El problema real: la falta de coordinación
Uno de los mayores bloqueos al aprender música no es la dificultad de la pieza, sino la coordinación. Da igual el instrumento. Cuando las manos, o la voz y el cuerpo, no están coordinados, aparecen fallos constantes, inseguridad y sensación de no avanzar.
Muchas veces el alumno piensa que el problema es la velocidad o el nivel. Pero no. El problema es intentar hacerlo todo a la vez. ¡Nosotros te ayudamos!
Por qué te bloqueas
Cuando te enfrentas a un pasaje complicado, tu cerebro intenta gestionar demasiada información al mismo tiempo: las notas, el ritmo, qué mano entra antes, cómo moverte.
Ese exceso de información genera saturación.
Y cuando hay saturación, hay error.
Por eso repetir sin parar no funciona.
Porque estás repitiendo desde el caos.
La técnica: bloqueo consciente
La solución es simplificar.
El bloqueo consciente consiste en separar cada elemento del ejercicio y trabajarlo por partes antes de unirlo todo.
No se trata de tocar más.
Se trata de entender mejor.
Cómo aplicarlo paso a paso
Primero trabaja solo el ritmo. Sin notas. Marca el pulso con el cuerpo o con una mano hasta que sea estable.
Después añade una sola parte. Puede ser la mano derecha, la melodía o una línea concreta.
Cuando esa parte esté clara, incorpora la otra.
No juntes todo desde el principio.
Construye.
El error más común
Volver a la versión completa demasiado pronto.
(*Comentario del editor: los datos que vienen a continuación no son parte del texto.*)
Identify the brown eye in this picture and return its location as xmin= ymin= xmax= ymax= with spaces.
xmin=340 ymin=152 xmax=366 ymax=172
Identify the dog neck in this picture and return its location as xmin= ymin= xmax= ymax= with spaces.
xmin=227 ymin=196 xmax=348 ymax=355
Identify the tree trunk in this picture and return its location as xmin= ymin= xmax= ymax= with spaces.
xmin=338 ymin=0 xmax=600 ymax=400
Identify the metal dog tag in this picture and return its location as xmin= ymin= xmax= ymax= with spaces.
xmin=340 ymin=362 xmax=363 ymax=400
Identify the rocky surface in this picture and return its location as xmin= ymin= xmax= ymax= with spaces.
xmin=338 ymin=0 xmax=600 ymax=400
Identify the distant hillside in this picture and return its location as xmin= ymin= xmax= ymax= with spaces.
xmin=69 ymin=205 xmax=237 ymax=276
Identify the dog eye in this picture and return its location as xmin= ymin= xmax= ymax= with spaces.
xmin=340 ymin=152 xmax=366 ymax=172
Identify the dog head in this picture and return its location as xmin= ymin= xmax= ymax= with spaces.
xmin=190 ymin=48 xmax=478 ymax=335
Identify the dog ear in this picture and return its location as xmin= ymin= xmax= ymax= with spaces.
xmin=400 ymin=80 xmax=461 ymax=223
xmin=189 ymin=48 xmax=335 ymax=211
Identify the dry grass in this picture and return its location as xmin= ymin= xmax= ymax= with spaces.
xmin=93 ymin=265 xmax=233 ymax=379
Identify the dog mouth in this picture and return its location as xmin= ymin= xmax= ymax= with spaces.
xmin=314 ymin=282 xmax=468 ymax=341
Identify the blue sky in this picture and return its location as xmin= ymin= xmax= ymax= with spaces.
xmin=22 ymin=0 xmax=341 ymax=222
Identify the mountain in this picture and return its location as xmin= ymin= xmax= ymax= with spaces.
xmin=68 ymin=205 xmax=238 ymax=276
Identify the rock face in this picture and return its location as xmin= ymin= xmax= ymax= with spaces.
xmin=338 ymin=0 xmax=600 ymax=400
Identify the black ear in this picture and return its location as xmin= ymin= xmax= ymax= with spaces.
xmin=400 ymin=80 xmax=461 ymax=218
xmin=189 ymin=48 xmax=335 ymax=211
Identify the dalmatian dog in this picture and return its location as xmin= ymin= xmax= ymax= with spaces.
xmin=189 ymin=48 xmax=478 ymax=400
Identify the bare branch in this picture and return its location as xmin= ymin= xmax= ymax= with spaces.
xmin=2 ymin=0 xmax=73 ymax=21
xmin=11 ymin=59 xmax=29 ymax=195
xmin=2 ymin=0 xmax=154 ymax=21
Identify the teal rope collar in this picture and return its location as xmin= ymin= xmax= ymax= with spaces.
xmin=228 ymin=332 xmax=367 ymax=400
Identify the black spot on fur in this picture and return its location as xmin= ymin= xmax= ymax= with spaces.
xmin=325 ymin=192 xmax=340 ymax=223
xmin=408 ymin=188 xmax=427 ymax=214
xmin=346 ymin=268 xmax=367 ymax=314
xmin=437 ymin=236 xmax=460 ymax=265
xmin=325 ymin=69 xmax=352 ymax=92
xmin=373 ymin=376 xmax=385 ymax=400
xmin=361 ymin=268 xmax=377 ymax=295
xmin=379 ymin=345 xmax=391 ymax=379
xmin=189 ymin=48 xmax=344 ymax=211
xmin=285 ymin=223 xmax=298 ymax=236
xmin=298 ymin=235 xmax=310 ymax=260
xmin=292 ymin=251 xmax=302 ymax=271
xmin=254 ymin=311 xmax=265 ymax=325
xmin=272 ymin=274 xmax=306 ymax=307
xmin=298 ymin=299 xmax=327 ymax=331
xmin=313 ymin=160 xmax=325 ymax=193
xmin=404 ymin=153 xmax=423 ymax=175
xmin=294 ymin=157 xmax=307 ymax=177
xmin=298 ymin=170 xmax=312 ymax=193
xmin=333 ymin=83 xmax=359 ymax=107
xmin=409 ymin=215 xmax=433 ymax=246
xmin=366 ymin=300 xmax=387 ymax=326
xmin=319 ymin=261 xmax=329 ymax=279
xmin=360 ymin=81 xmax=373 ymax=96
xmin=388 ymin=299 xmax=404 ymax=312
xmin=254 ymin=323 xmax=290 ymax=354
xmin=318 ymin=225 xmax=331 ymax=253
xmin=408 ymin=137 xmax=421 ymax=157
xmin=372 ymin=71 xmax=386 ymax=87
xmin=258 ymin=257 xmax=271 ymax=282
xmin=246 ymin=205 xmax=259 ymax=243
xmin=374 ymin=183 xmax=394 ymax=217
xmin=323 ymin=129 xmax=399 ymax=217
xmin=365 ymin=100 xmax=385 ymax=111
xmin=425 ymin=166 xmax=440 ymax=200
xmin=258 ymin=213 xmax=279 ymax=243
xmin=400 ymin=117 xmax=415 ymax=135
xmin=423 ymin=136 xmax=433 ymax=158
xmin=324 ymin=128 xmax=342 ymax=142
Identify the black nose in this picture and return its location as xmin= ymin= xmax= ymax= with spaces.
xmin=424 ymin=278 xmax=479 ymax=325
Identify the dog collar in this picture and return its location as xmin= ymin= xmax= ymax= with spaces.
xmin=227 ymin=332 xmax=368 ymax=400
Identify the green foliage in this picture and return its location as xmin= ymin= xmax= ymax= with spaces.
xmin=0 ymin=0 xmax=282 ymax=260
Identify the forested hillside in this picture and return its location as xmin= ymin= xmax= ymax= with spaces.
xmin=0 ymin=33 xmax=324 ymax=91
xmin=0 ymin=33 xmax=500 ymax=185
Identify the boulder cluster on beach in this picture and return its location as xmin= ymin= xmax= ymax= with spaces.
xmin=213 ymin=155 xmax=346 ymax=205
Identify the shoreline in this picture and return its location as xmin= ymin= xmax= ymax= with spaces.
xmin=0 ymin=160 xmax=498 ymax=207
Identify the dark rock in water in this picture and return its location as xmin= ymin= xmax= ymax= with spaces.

Si aún dudas, si aún fallas, es que no está consolidado.
Forzar la unión solo genera más frustración y más errores.
Qué cambia cuando lo haces bien
Cuando aplicas esta técnica, la coordinación mejora de forma real.
Ganas control, reduces fallos y todo empieza a tener sentido.
Pero lo más importante es que desaparece la sensación de bloqueo.
Este tipo de trabajo no siempre es fácil de hacer solo, porque muchas veces el problema no es la ejecución… es no saber exactamente dónde está el fallo.
En la academia trabajamos estas técnicas desde la base, ayudándote a entender cómo practicar, cómo dividir los ejercicios y cómo avanzar con control real.
Porque no se trata de tocar más.
Se trata de saber cómo hacerlo para que realmente haya progreso.